It’s finally turning cloudy and cooler in the southeast Swiss hills. The weather has been brutally hot and sunny for the past few days, well above 30C, but the temperatures moderate agreeably and the breezes return each evening. It’s been nice to sit out over a late meal and watch twilight fall across the valley below, keeping both my foot and my spirits elevated.
The aerie is near the border town of Morbio Superiore (superior death?), not too far from Lake Como and about 20 minutes from the hospital in Lugano. This was my first ‘patient-perspective’ experience with heavy-duty European health care: Americans are parochial about the technical superiority of their hospitals, and I admit that I approached my admission here with some misgivings. However, things have gone exceptionally well,
The Clinica Luganese is a private hospital in Lugano, one of several that serve specialty practices away from the larger public hospital. The orthopedic wing is open and modern, perhaps half filled with a mix of European and foreign patients, and an active teaching practice alongside the clinics. The parquet floors and abundant recessed lighting were modern and welcoming, and, although I took a semi-private room, I never had a roommate, so ended up with a lot of space and quiet.
As a medical device guy, I naturally watched the technology: there was little difference in structure or procedure from what I would find in a US hospital. The trip through prep, surgery, and recovery rooms matched similar facilities in Seattle, I don’t think that there are any special risks to having procedures done out of the country if you have confidence in the doctor and have previewed the facility. Payment can be complicated, though; more about that tomorrow.
The other nice aspect was the meals: although dietary restrictions were in place, the food was delightfully Tuscan-Italian styled. Good breads and salads, pasta and coffee, were the norm, bottled water instead of tap. Apparently ‘vino’ was also available for purchase, although I didn’t try it. Days started early: vitals at 6 am, breakfast at 7. Doctors made rounds in the evening rather than in the morning, and a music school up the block provided a nice backdrop of students practicing scales and pieces.
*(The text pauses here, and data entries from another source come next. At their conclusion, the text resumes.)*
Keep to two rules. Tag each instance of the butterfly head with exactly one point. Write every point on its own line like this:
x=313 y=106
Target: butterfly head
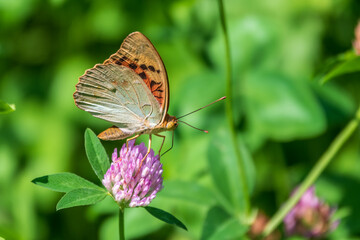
x=170 y=122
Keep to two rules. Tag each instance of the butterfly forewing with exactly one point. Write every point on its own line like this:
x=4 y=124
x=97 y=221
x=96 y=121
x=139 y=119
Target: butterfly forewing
x=119 y=95
x=138 y=54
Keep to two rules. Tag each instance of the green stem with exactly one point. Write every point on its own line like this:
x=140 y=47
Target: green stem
x=314 y=173
x=121 y=223
x=229 y=111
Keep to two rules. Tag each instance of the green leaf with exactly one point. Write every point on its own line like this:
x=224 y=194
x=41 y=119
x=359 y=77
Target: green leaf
x=350 y=66
x=230 y=229
x=64 y=182
x=6 y=108
x=280 y=108
x=214 y=218
x=189 y=191
x=165 y=217
x=224 y=170
x=81 y=197
x=96 y=154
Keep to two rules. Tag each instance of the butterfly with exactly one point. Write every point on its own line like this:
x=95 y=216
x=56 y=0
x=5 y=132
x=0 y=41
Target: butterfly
x=129 y=90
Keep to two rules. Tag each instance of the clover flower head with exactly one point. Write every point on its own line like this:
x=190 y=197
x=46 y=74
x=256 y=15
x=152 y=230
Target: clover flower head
x=310 y=217
x=130 y=182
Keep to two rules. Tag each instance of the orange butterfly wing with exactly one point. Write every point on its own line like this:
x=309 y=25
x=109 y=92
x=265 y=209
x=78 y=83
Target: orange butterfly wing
x=139 y=54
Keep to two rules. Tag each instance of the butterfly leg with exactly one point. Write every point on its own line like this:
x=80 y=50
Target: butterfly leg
x=129 y=139
x=172 y=144
x=147 y=153
x=162 y=144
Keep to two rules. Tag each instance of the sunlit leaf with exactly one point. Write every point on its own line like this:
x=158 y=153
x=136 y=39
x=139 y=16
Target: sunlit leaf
x=214 y=218
x=224 y=168
x=96 y=154
x=350 y=66
x=165 y=217
x=64 y=182
x=281 y=108
x=6 y=108
x=230 y=229
x=81 y=197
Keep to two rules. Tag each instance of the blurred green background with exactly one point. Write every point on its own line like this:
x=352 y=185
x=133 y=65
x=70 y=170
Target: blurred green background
x=286 y=117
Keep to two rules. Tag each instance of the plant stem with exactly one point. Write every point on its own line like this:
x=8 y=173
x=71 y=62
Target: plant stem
x=121 y=223
x=314 y=173
x=229 y=111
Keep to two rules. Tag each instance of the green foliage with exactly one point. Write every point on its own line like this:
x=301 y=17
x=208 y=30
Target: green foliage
x=276 y=48
x=165 y=217
x=81 y=197
x=64 y=182
x=6 y=108
x=350 y=65
x=96 y=154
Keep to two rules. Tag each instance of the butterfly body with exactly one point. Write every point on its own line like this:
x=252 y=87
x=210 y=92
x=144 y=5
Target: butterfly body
x=115 y=133
x=129 y=90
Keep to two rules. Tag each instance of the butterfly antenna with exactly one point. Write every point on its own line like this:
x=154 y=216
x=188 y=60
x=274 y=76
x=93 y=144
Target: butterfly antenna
x=222 y=98
x=205 y=131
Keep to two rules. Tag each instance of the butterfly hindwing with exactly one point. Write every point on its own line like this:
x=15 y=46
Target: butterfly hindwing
x=138 y=54
x=117 y=94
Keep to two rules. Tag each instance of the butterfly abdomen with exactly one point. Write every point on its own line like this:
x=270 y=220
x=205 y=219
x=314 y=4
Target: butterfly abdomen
x=113 y=133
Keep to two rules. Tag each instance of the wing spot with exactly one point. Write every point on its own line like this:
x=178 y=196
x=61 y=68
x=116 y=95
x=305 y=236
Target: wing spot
x=153 y=83
x=132 y=66
x=142 y=75
x=151 y=68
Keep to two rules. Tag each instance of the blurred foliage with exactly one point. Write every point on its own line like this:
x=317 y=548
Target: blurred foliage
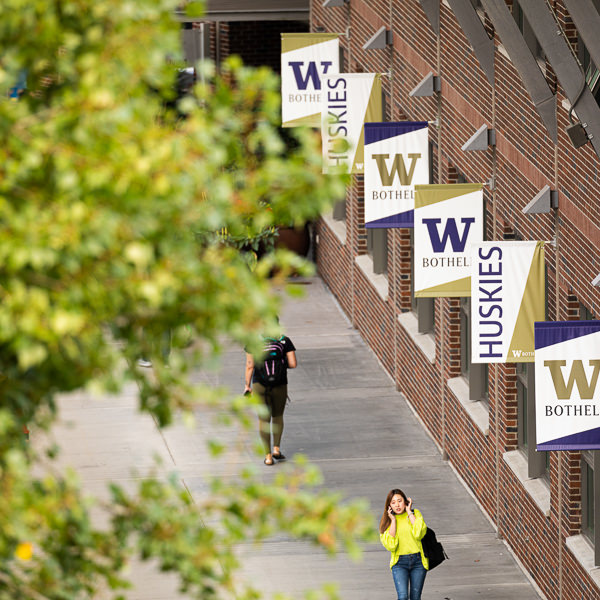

On the downside, fluency in English was rare: physicians do, but few others. So, from staff to television, everything was Italian with a smattering of French. I asked a friend to come up for a few days to translate, assuring that I could engage with the process: I think that this is a vital thing to plan for. While the staff was always smiling and helpful, there was a tendency to say “I’ll be right back” and then vanish: occasional assertiveness was needed. And a lot of the formal paperwork is missing: I was surprised that I was encouraged to wander out the door without a doctor giving instructions and signing my discharge.
After leaving, it was my responsibility to get the post surgical meds, to secure local housing, and to arrange transportation. Again, it’s best to plan all of this ahead: the local VVV gave good guidance on rentals, and the staff was able to write down the address for a nearby pharmacy open on Sunday.
As the debate on US healthcare policy cranks up, I’m sure that there will be a lot of debate about the merits and faults of Europe’s models. I didn’t have any issues with quality of care or patient care procedures, lack of technology or infrastructure. There were far more similarities than differences; it was all much more familiar than I expected.